The ranking detail is removed and only the most important gazetteer features are retained: the latitude and longitude co-ordinates, and (for Geonames which supplies them) the country and feature type codes and population.

If the -o outdir option is specified then the georesolution component has several extra steps, which are simply reformatting of all the output generated so far, using XSL stylesheets to produce a collection of files for visualising the output. These steps are illustrated on the Georesolution flowchart.

The “plainvis.xsl” stylesheet is used to format the input text as an html page with the toponyms highlighted; DEEP has a special version which adds links back to the source gazetteer. The gazmap script pulls this html page together with the xml list of candidate placename locations (in the $outdir/gaz.xml file described earlier) and adds a map display created by plotting the locations using Google Maps. The three components are combined in a single file named $outdir.display.html. Various examples are shown in the Practical Examples chapter, including Geoparser display file for news text input, which has the maps panel at the top (green markers for top candidates, red for others), the tagged text on the left and the $outdir/gaz.xml list on the right.

If the -top option is specified then an additional set of files is created, with only the top candidate locations (green markers) retained. Herodotus display file shows an example.

Finally, the timeline script takes the tagged file and produces a display highlighting all the entities found: names, organisations and time expressions as well as locations. It also extracts the events detected and, where these can be given a specific date, uses javascript to create a timeline visualisation using a Simile widget. Timeline file shows an example of the $outdir.timeline.html file. The events found are listed in $outdir.events.xml, which is in the format required by the Timeline widget, as illustrated below:

<?xml version="1.0" encoding="UTF-8"?>
<data date-time-format="iso8601">
  <event start="2010-08-15T00:00:00Z" title="will face each other for a place in Sunday">
   Nadal and Murray set up semi showdown (CNN) -- Rafael Nadal and Andy
   Murray are both through to the semifinals of the Rogers Cup in Toronto,
   where they will face each other for a place in Sunday's final.
 </event>
 ...
</data>

The complete file for this example is here (html documentation only).

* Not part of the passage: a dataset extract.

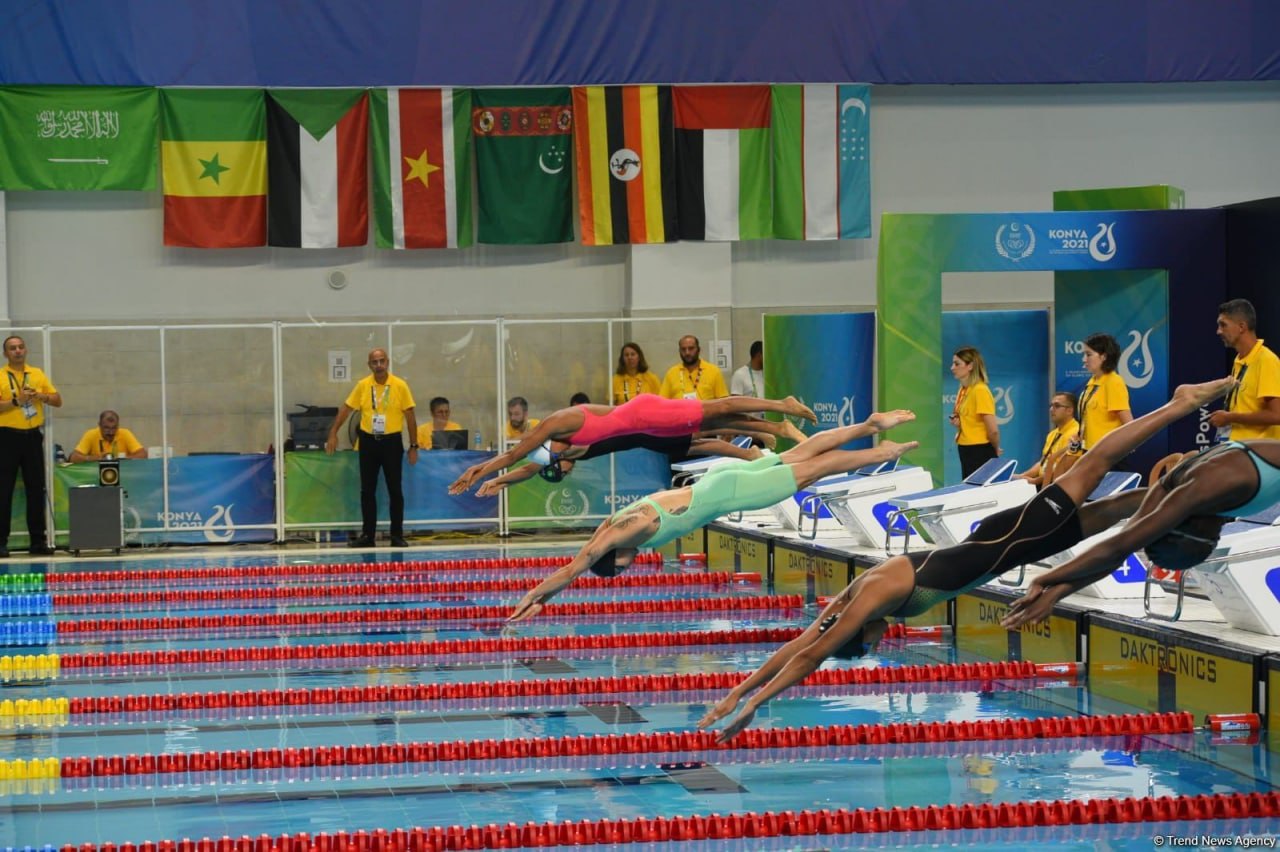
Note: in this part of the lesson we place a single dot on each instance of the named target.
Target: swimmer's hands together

In summary, with the -o out option, the following files are created:

File Description
$out.out.xml Main output: tagged and geogrounded text
$out.gaz.xml Locations list
$out.gazlist.html Locations list in html format
$out.gazmap.html Locations plotted on Google maps
$out.geotagged.html Geotagged text as html file
$out.display.html 3-panel display: map + text + locations list
$out.gazlist-top.html Top-ranked candidate list in html format
$out.gazmap-top.html Top-ranked locations plotted on Google maps
$out.display-top.html 3-panel display: map + text + top-locations list
$out.nertagged.xml Output from NER stage
$out.events.xml Events extracted in Timeline format
$out.timeline.html Display page with all NEs and timeline

The three “*-top*” files are only produced if the -top option is used.